At Brunks Auction yesterday, a still life painting by Benjamin Champney caught my eyes. Widely known as a painter of White Mountain School, Champney was very fond of still life, especially in his later years. He wrote in his autobiography:
Mrs. Champney is very fond of flowers and her fondness gives her skill to make them flourish, so that we have masses of gold and purple and white swaying in the wind. ..

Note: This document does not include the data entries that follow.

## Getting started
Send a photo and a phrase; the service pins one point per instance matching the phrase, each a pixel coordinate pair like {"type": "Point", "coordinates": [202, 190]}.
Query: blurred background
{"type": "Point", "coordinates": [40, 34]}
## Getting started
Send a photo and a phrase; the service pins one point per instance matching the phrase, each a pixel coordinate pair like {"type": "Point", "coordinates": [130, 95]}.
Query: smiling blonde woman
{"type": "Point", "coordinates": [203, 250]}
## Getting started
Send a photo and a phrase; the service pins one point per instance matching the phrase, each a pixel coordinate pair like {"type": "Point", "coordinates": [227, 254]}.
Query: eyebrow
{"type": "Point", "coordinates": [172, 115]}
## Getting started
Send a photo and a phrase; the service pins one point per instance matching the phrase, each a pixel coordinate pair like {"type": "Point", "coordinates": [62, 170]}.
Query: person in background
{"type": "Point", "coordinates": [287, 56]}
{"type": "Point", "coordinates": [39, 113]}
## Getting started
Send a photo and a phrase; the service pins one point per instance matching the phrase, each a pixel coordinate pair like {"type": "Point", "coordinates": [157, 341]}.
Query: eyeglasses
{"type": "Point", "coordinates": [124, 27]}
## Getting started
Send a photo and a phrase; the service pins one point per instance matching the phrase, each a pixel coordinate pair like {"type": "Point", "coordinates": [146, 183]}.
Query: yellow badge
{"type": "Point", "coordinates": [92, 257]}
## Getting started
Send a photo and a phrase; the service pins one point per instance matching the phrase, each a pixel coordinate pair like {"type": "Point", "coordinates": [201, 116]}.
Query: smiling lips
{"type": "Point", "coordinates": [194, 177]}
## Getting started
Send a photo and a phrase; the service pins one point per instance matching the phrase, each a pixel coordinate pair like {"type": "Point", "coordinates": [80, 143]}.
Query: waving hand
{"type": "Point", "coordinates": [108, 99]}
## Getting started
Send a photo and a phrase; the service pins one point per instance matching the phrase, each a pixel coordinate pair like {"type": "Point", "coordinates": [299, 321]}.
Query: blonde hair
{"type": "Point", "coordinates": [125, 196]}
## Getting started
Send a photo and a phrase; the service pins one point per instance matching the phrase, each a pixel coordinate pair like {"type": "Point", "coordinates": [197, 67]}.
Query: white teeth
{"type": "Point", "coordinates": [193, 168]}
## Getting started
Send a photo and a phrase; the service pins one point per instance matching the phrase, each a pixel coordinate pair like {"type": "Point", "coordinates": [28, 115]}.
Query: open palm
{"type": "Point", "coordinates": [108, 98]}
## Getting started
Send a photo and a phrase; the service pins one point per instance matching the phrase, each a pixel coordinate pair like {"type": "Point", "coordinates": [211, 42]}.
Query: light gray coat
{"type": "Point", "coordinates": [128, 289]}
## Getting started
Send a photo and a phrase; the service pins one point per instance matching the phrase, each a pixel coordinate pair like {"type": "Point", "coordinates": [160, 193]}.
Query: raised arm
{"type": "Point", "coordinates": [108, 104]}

Having these flowers before me n later years has been a great fascination to me, and has led me to devote a good deal of time to the study of flower painting, and with some little success, as anyone with the ability to draw and arrange a picture with contrasts of light, shade and color might have if backed up with enthusiasm and ardor to accomplish what nature has given tone to do. it is a difficult problem to solve the lessons that nature gives us in flowers, with their great variety of flowing tints and delicate forms. I would not care to see the forms delineated with the exactness of the Dutch flower painters where cold details overpower the general effect of brilliant color and softness, and mar the breadth of the composition, and where the skill in imitating a drop of dew is one of the chief things to admire.
Neither would I go to the other extreme, and in trying to give breadth lose the strong individual characteristics of each flower, or slur over the forms to make the work more decorative. The trouble is to find the just milieu between slouchiness and too much exactness of form – to make a suggestive picture rather than a positively realistic one.
The lot offered at Brunks is not a flower painting, but a group of apples, grapes and a cup of water. It has a LaFarge suggestiveness and color tone. What amazed me is that a note on the verso says “”Born New Ipswich, N.H. This painting came out of the house in which the artist was born, the John Preston Homestead, New Ipswich, boyhood home of the artist”. It was, based on the photo, an old note. Although I was curious of whether this note is correct, Champney was in fact born in New Ipswich.
Estimated between $400 to $600, it went for $1000 plus premium despite its relative small size (6 by 10 inches).